By looking at the U-matrix, the lines suggest that there are four areas of similar consumers. Dimensionality reduction is graphed in
Figure 40.
We can deduct that items from the blue area are very different than the items in brown area and green-blue and brown-yellow areas are somewhat similar. Also, we can observe one SOM limitation, namely that categorical answers are not handled well, because the algorithm assumes that the variables are continuous. In the same time, inconsistent solutions were identified while running the analysis multiple times, because initial positions of neurons differ. The cluster number can only be determined after the algorithm consistency was established.
Another limitation is that the number of iterations is difficult to be determined, but according to [
28] the map will converge, after an adequate number of iterations. We also set up a group of questions, named set of questions 1, related to the same topic: “
perception of the usefulness of the instruments received at the beginning of the trial (monitors, stickers, magnets, etc.)”.
For all these questions the answers are on a scale from 1 to 6, where, to questions such as: “how useful were the stickers or magnets”, 1 as answer means totally useless, and 6 means very useful. The missing answers were filled with 0, and also scaling was applied to improve accuracy, because some questions only had the scale of the answers from 1 to 5.

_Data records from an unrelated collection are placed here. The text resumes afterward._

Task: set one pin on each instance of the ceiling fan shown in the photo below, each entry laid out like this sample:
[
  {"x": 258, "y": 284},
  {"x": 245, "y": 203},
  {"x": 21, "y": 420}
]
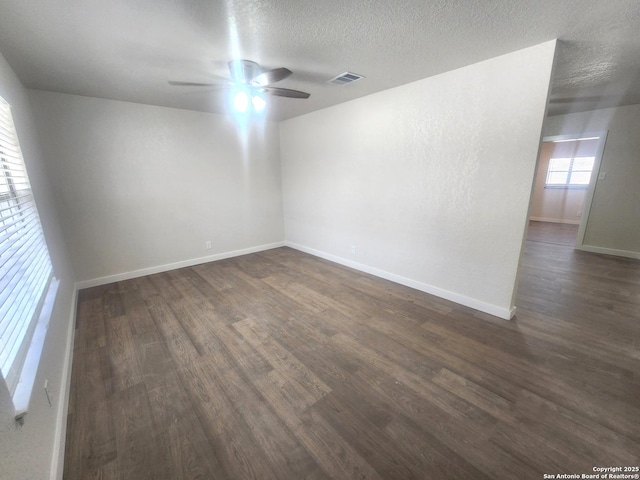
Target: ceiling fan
[{"x": 250, "y": 83}]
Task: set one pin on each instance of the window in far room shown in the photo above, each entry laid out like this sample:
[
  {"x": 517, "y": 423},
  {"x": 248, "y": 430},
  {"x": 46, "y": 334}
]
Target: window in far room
[{"x": 566, "y": 172}]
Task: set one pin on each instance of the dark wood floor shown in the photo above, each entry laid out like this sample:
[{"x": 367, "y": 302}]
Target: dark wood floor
[
  {"x": 547, "y": 232},
  {"x": 279, "y": 365}
]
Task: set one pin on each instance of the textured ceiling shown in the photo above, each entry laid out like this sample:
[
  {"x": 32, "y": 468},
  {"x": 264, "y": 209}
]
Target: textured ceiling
[{"x": 129, "y": 49}]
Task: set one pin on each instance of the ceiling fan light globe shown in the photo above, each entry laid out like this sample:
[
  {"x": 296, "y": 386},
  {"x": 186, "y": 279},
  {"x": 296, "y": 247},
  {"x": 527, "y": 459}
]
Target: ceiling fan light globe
[
  {"x": 259, "y": 103},
  {"x": 241, "y": 102}
]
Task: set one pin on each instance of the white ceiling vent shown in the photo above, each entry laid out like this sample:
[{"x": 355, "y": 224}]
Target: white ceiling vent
[{"x": 345, "y": 78}]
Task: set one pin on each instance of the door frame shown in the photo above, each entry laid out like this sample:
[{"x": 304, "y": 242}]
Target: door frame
[{"x": 595, "y": 173}]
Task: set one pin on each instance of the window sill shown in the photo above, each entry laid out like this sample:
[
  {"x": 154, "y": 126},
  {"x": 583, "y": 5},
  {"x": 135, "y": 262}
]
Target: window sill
[
  {"x": 24, "y": 388},
  {"x": 567, "y": 187}
]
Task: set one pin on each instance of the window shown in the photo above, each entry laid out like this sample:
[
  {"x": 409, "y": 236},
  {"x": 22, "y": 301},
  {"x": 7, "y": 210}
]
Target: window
[
  {"x": 569, "y": 172},
  {"x": 25, "y": 267}
]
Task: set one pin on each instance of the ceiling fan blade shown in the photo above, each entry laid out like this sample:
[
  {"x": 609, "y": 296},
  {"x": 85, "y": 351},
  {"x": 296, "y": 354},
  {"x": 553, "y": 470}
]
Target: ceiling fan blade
[
  {"x": 272, "y": 76},
  {"x": 285, "y": 92},
  {"x": 194, "y": 84}
]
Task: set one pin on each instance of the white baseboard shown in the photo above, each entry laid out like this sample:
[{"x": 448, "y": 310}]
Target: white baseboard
[
  {"x": 59, "y": 441},
  {"x": 504, "y": 313},
  {"x": 555, "y": 220},
  {"x": 609, "y": 251},
  {"x": 172, "y": 266}
]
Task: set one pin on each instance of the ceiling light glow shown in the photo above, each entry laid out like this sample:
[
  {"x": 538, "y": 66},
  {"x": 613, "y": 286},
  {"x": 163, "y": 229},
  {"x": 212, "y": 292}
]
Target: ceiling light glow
[
  {"x": 241, "y": 102},
  {"x": 258, "y": 102}
]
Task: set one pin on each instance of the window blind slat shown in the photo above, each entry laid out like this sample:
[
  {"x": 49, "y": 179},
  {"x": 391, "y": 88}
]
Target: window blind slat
[
  {"x": 25, "y": 266},
  {"x": 14, "y": 268},
  {"x": 18, "y": 252},
  {"x": 23, "y": 308}
]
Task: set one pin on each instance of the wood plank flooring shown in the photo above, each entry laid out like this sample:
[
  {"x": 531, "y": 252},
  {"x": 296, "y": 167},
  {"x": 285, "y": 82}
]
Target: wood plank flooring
[{"x": 280, "y": 365}]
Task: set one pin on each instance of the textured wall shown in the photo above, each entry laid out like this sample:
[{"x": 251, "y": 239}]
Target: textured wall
[
  {"x": 143, "y": 186},
  {"x": 614, "y": 220},
  {"x": 27, "y": 452},
  {"x": 430, "y": 181}
]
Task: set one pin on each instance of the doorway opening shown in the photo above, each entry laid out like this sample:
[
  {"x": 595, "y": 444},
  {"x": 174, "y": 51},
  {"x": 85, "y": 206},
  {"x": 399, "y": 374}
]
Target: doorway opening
[{"x": 567, "y": 170}]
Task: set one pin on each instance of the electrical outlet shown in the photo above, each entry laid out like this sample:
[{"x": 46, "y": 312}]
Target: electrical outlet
[{"x": 46, "y": 391}]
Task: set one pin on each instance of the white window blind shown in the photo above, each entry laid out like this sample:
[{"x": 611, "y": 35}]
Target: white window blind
[
  {"x": 25, "y": 267},
  {"x": 566, "y": 172}
]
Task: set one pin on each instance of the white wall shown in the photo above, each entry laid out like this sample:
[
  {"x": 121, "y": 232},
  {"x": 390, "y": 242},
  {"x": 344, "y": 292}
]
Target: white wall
[
  {"x": 143, "y": 187},
  {"x": 429, "y": 181},
  {"x": 613, "y": 226},
  {"x": 33, "y": 450}
]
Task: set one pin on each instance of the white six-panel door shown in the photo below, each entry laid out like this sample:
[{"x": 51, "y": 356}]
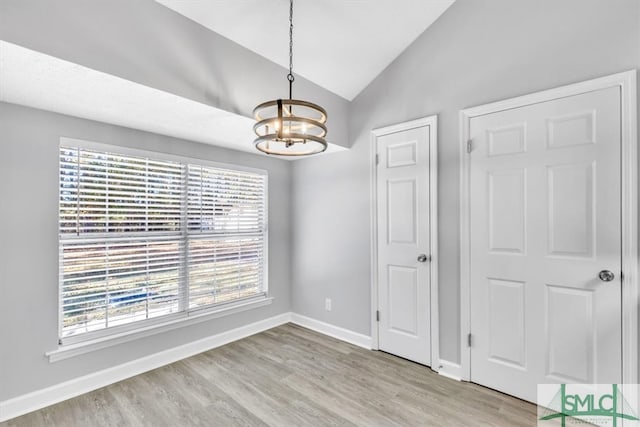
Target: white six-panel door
[
  {"x": 545, "y": 221},
  {"x": 403, "y": 244}
]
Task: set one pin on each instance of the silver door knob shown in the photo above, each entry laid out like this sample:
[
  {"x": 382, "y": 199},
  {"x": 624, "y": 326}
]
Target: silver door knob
[{"x": 606, "y": 276}]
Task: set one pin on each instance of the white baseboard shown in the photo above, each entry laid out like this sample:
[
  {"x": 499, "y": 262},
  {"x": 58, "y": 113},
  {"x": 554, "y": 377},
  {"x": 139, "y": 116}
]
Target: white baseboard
[
  {"x": 448, "y": 369},
  {"x": 351, "y": 337},
  {"x": 57, "y": 393}
]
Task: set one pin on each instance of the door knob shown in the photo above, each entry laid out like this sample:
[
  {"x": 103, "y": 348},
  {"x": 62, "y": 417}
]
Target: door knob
[{"x": 606, "y": 276}]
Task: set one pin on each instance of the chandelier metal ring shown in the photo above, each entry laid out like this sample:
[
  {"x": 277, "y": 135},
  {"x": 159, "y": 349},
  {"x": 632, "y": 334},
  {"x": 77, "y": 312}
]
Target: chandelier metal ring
[{"x": 290, "y": 127}]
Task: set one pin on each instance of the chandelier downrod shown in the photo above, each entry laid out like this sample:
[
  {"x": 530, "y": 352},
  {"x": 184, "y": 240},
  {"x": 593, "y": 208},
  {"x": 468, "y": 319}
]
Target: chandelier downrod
[{"x": 282, "y": 131}]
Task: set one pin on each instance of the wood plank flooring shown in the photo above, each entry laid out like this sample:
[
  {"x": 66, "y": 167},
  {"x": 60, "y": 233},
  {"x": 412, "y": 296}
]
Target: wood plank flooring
[{"x": 287, "y": 376}]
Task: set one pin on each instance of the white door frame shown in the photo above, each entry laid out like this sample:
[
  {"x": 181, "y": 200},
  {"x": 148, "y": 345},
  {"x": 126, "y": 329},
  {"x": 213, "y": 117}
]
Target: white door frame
[
  {"x": 626, "y": 81},
  {"x": 432, "y": 123}
]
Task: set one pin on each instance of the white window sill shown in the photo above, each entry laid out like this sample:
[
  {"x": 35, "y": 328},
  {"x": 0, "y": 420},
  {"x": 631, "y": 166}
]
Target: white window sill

This set of questions also contains questions linked to the electricity monitor, from the evaluation of the time of understanding of the device’s operating mode (1:very easy, and 6:very difficult) to the bill evaluation in terms of electricity consumption. It can easily be observed that questions with a similar response (black squares as in
Figure 41) have been arranged by the neural network very close to each other. Black squares represent the answer to the question codified by 5—which means strongly agreed or very satisfied with the outcomes. The default color for missing values (zeros) was red colored, but it was removed for a better and more understandable representation. Incidentally, other answers are represented close to each other (1-green, 2-cyan, 4-white,3-blue, 6-yellow). The white ones are in immediate closure to the black squares, which means the network identified correctly groups of respondents that agree or are satisfied with the electricity monitor and may consider that over the trial the amount of electricity was reduced. Other markers—blue, green and cyan are also close to each other, but more scattered over the map, which means that some of the respondents have strong beliefs in report to some situations or questions, but they disagree on other statements.
For another set of questions with a topic related to the person’s own measures taken to reduce consumption, the magnitude of these measures, the degree of modification of the consumption mode (day/night or hourly intervals), the grouping of answers is represented in
Figure 42.
We can see that the respondents who are represented by the yellow marker (6: strongly agree) are very well delimited by those who gave answers from 1 to 4. It can be deduced that those who have adopted their own measures (minor or major measures) have also observed a decrease in energy consumption and reported a general change in consumption mode.